I was at a networking event when some guy walked up to me, slid his business card into my hand and proceeded to tell me, unsolicited, all about his business. When he finally paused to take a breath, I waited for him to ask about me. As he opened his mouth, the only invitation that fell out was, “Can I have one of your cards?”
“Why?” I asked. “You don’t know anything about me and, outside of allowing you to talk at me for the last 10 minutes, I’ve given you no value at all. Why in the world would you want to stay in touch with me??”
Don’t be this guy. I’m begging you!
Unless you’re standing on the opposite side of the counter at Nordstrom, it’s not likely I’m going to buy from you in the initial conversation. I only do business with people I love (not “like”), so why don’t you take the time to really get to know me?
Learn to Contribute
When you are able to contribute value to someone’s business success, you become someone they want to know. Here are some important tips to remember about Contribution:
Start in Service – Begin your conversation in Service, not Sales. You’re not going to sell anything anyway, so you might as well help the person you’re speaking with. You’re here to connect and to create genuine relationships.
Quality Contribution – Remember that the quality of your contribution reflects the quality of your work. If you have only a mediocre suggestion or a “just okay” introduction to offer, better to keep it to yourself.
Inventory Management – Build an awesome collection of people in your Rolodex (I know, we don’t really use a Rolodex anymore. Just go with it, okay?). And meet people from wildly disconnected fields. You never know when someone will need to meet a quality plumber or a successful math tutor or professional musician. As you grow your reputation for quality introductions, people will see you as a treasured resource for all of their needs.
Genuine Curiosity – Don’t assume that you know everything about their business. Ask questions, not to position your services as the solution, but to truly learn more about their work and their lives.
Deep Listening – This takes practice, but when you turn off your Sales Impulse, you’ll hear so much! The conversation is not a round of double-dutch jump rope, where you’re just waiting for your opportunity to speak. Pay attention to what they’re sharing. Ask follow-up questions. Stay with them and allow them to shine.
Don’t Keep Count – You’ll enjoy this process a whole lot more when you Give just for the love of the Give, without any expectation of getting something in return. I promise you, it will always come back to you. I don’t know how or when, but Contribution is the most loyal boomerang you’ll ever throw.
The way we do business has really changed over the last 30 years. We have sacrificed long-term planning for the rush of short-term profits. In this new economy, we’re experiencing a return to valuing the relationship over the transaction. And it all begins with your ability to consistently Contribute to the success of others.

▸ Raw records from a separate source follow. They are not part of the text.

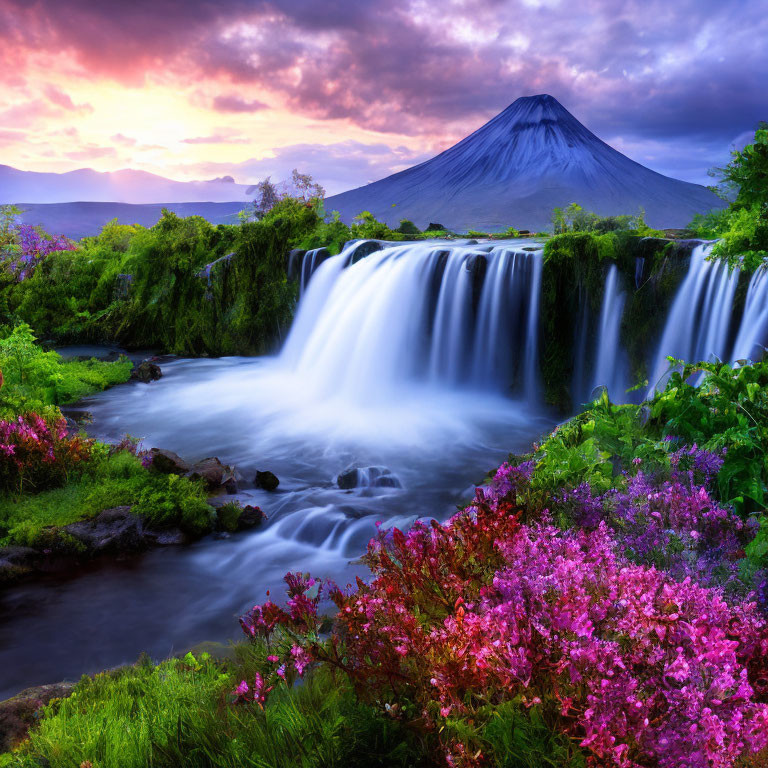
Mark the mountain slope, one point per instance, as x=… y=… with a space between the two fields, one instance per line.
x=126 y=186
x=514 y=170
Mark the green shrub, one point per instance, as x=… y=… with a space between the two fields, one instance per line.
x=178 y=713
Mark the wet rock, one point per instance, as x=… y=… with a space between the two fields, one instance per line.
x=294 y=262
x=17 y=714
x=250 y=517
x=168 y=537
x=168 y=462
x=367 y=477
x=266 y=480
x=112 y=530
x=147 y=372
x=215 y=474
x=16 y=562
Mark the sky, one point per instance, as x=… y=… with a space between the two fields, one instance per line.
x=352 y=90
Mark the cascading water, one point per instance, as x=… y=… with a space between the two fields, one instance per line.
x=753 y=331
x=610 y=360
x=698 y=324
x=389 y=402
x=451 y=316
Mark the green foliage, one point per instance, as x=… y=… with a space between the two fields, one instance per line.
x=575 y=219
x=743 y=226
x=109 y=480
x=177 y=713
x=407 y=227
x=727 y=411
x=36 y=380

Do you have some thoughts about contribution and how it has worked for you? Please share in the comments below.
P.S. Contribution is the first of the 5 C’s that make up the Relationship Quotient (RQ)™. How strong is your Contribution? Take a free self-assessment and learn more here: www.WithoutNoticeTheBook.com.
Bonnie Karpay, author of "Without Notice: Life Can Change In a Moment" and creator of The Relationship Quotient™ (RQ), teaches organizations, entrepreneurs and sales professionals how to develop and maintain genuine business relationships. Karpay identified five simple keys to creating loyal, lifetime customers, who refer like crazy, give raving testimonials and are price flexible. Nominated as “America’s Most Influential Business Connector” in 2011, Karpay’s fresh, new twist on an age old topic has made her an in-demand, innovative expert to sales professionals around the world. To learn more, visit www.BonnieKarpay.com.
I like the #4 and #6 these have produced some great deep relationships with other professionals doing some great things! I do believe these 2 are severely lacking in the DNA of folks in a Large and MegaLarge Corp. This does trickle out into the communities these professional folks live in. It's a problem that I feel is hindering the growth of our economy. These folks have put the blinders on. Just a sociological observation....
keithprivette I totally hear you, Keith! The good news is that in this new economy, the rules have changed and ALL companies (large & small) are going to have to learn to adapt to the new game. Customers are now requiring that we show up authentically and in deep service.
Research has shown that during a weakened economy, when customers are freaking out, they're going to respond in one of two ways: 1) They become very focused on price. OR 2) They seek relationship with companies that take care of them and lower their stress & anxiety.
Great post, Bonnie. I've managed sales teams in the past and the main skill I tried to teach them was how to listen. It is living Stephen Covey's 5th Habit: seek first to understand, then to be understood.
I think I met that "same" guy you were writing about. It almost sent me into networking hibernation! A common response when meeting people whose idea of networking is "suit up and throw up." BrrrrRRRrrrr Thanks for your good work!!